Prudential sent the IRS and petitioner Forms 1099–R, Distributions From Pensions, Annuities, Retirement or Profit-Sharing Plans, IRAs, Insurance Contracts, etc., for 2018, reflecting gross distributions of $9,003 and $119,820 as early distributions with “no known exception.” Similarly, LGERS sent the IRS and petitioner a Form 1099–R, for 2018, reflecting a gross distribution of $95,851 as an early distribution with “no known exception.” Each Form 1099–R also reflected a certain amount of federal income tax withheld. The Form 1099–R with respect to the $9,003 distribution further reflected that the distribution was a “designated Roth account distribution” and that the taxable amount of the distribution was $1,200.

III. Petitioner’s 2018 Tax Reporting and the 2018 Notice of Deficiency

Petitioner did not file a federal income tax return for 2018. Using the information on the Forms 1099–R from Prudential and LGERS, as well as other third-party information, the IRS prepared a substitute for 4

[*4] return for petitioner for 2018 pursuant to section 6020(b) (2018 SFR). The 2018 SFR included as income wages from the City of Charlotte, interest from the Local Government Federal Credit Union, and the IRA distributions; allowed a standard deduction for a single filer; and took into account the federal income tax withheld on the wages and the IRA distributions.

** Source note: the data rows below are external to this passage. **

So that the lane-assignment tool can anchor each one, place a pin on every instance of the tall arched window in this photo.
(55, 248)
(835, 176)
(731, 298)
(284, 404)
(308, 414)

The IRS sent petitioner a notice based on the SFR, dated November 8, 2021, informing her that (1) the IRS had not received her 2018 return and (2) if she did not file it by December 8, 2021, the IRS would assess her proposed 2018 liability using single or married filing separate filing status and as a result she would not otherwise receive certain exemptions, deductions, or credits. 3 The notice outlined petitioner’s proposed 2018 liability which, as of the date of the notice, totaled $59,699: (1) a proposed liability of $83,373; (2) payments she made (i.e., federal income tax withheld) of $45,301; (3) a “[f]ailure to file penalty” (i.e., the section 6651(a)(1) addition to tax) of $8,566; (4) a “[f]ailure to pay penalty” (i.e., the section 6651(a)(2) addition to tax) of $6,282; (5) a “[f]ailure to pay proper estimated tax” (i.e., the section 6654 addition to tax) of $1,071; and (6) statutory “[i]nterest charges” of $5,707. The proposed liability included an additional $21,687 in income tax that petitioner owed on early distributions from IRAs and other retirement plans under section 72(t).